東京大学大学院工学系研究科の染谷隆夫教授を中心とした研究グループは2018年2月18日、薄型で伸縮自在なスキンディスプレイを、大日本印刷と共同で開発したと発表した。スキンセンサーとスキンディスプレイを一体化したシステムは、皮膚に密着させることで生体信号を測定し、その情報を表示させることができる。このため、子供や高齢者でも容易に利用することが可能となる。
開発したスキンディスプレイは、薄型軽量で伸縮自在なゴムシートに16×24個のマイクロLEDが等間隔で埋め込まれている。このシートの厚みは約1mmで、繰り返し45%伸縮させても電気的、機械的な特性を維持することができる。皮膚に直接貼り付けても体の動きを妨げることがないよう工夫されており、装着時の負担を軽減できるという。
ディスプレイとしての解像度は、最大に伸ばした状態で4mm、最も縮めた状態で2.4mm。実効面積はそれぞれ64×96mmと、38×58mmである。マイクロLED単体の大きさは1×0.5mmとなっている。発光波長は630nmで赤色、駆動電圧は2V、消費電力は最大13.8mWである。
機械的に極めて高い耐久性を実現したのも今回の特長である。LEDなど硬い電子部品と伸縮性のある柔らかい配線素材を用いると、その接合部分に大きな応力が発生し、故障の原因となることもあった。
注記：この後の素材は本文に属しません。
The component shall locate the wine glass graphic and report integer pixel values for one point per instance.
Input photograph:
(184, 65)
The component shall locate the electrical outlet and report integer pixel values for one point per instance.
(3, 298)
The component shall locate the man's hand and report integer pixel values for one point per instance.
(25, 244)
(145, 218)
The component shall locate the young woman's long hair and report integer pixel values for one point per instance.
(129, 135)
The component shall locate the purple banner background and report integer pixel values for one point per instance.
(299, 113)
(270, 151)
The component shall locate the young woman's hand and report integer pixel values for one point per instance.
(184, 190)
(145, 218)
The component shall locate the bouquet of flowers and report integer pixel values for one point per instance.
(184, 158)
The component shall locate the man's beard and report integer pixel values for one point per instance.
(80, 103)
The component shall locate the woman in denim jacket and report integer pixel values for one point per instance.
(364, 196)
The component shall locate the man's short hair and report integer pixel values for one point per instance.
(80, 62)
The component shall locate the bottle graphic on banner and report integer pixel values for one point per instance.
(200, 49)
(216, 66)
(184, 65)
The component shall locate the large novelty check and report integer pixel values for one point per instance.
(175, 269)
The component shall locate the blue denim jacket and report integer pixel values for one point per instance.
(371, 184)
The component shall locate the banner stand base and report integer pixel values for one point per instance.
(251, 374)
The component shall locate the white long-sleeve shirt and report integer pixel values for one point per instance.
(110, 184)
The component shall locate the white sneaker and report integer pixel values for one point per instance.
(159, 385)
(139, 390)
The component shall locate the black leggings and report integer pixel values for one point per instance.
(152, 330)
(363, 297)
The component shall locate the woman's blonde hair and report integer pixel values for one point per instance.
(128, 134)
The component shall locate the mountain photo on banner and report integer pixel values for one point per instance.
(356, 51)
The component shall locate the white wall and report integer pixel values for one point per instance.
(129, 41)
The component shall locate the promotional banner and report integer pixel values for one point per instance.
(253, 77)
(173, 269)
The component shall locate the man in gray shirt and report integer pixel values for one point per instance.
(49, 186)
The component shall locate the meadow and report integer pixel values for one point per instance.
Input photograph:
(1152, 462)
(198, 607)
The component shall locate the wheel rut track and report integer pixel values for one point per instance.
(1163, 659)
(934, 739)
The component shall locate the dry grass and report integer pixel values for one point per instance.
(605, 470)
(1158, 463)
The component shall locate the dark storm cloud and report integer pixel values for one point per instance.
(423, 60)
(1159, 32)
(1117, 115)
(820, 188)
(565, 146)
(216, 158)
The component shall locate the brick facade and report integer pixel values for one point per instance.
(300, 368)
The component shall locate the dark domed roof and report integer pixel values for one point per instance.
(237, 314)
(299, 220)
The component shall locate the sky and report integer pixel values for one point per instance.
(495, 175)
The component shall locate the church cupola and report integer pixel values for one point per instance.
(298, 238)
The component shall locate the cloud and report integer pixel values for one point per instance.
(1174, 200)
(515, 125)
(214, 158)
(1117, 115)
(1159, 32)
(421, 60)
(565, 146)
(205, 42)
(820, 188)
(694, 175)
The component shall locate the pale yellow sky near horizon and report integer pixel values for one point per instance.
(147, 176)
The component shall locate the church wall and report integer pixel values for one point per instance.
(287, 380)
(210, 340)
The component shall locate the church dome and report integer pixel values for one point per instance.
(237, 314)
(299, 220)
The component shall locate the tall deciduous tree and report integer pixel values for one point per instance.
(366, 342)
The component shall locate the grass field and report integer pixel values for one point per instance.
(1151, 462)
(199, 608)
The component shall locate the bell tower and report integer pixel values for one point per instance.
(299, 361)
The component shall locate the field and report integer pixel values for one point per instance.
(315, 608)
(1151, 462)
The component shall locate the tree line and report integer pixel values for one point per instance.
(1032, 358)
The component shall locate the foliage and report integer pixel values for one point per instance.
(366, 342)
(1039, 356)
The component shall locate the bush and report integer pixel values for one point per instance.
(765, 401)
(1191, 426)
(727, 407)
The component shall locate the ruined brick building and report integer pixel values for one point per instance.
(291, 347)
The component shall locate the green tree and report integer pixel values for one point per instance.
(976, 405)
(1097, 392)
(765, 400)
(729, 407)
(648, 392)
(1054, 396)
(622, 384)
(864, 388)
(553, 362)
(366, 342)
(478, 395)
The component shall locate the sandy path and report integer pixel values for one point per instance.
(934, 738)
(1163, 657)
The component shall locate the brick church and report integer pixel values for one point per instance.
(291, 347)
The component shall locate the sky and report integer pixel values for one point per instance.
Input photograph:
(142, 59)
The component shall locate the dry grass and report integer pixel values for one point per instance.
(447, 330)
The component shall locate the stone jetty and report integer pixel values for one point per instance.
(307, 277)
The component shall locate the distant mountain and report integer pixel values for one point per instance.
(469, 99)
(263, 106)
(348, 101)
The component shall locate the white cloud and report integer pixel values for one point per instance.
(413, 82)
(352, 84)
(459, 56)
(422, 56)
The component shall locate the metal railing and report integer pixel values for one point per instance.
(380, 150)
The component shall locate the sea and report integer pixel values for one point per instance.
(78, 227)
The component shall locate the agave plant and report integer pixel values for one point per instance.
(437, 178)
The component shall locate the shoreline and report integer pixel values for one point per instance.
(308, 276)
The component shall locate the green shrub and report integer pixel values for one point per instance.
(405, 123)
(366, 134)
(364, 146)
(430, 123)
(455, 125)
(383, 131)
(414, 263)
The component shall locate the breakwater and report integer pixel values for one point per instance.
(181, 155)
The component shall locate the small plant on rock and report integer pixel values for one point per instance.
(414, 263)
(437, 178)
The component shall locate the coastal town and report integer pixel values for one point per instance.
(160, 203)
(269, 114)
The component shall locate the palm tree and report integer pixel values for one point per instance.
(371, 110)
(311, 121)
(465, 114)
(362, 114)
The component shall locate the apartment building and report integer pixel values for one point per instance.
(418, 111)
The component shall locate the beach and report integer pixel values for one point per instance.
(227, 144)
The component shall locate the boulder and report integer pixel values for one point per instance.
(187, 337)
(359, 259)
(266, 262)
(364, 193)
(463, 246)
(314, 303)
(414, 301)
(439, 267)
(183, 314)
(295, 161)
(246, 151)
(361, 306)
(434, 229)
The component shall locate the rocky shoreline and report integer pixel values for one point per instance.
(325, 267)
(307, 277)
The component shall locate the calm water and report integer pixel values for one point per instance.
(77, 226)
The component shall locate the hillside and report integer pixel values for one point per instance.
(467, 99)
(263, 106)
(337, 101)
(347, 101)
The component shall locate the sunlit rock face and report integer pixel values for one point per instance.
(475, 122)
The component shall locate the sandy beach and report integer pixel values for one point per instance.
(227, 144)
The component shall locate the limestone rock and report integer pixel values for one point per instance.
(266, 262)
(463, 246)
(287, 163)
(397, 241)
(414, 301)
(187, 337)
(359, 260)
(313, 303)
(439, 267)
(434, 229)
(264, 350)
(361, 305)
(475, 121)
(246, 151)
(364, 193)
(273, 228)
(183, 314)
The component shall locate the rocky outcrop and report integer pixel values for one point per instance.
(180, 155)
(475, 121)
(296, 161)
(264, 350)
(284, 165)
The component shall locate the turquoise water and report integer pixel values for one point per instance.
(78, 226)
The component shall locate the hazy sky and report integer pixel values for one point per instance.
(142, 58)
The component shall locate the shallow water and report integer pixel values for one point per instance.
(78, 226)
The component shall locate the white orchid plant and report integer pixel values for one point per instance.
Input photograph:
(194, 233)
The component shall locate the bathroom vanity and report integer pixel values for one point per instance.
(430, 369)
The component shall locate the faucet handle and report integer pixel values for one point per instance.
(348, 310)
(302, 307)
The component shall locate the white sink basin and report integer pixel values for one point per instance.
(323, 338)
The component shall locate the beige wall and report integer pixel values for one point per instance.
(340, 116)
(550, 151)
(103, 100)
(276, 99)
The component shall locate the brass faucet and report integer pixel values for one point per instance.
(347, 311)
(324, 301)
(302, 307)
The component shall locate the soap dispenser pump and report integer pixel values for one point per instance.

今回は、応力の集中を避ける構造としたことで、これまでの課題を解決した。また、伸縮性ある配線はスクリーン印刷法による銀配線技術を、マイクロLED実装にはマウンターとはんだペーストを用いるなど、実績のある技術を活用することで、高い量産性とコストの低減を可能としている。
研究グループは、ナノメッシュ電極と無線モジュールを組み合わせたスキンセンサーも既に開発している。直接皮膚に貼り付けて、心電波形などを測定することができる。スキンディスプレイと一体化したシステムは、測定した心電波形を動画として表示させることが可能となる。このため、生体信号の計測から情報表示まで、被測定者に負担を強いることなく、自然な形で健康管理を行うことができる。今回の研究では、メモリに保存した心電波形の動画をスキンディスプレイに表示させた。
共同研究の成果について大日本印刷は、3年以内に実用化を目指す考えだ。そのために今後は、デバイス構造を最適化し信頼性のさらなる向上や、製造プロセス開発による高集積化、大面積化などに取り組む計画である。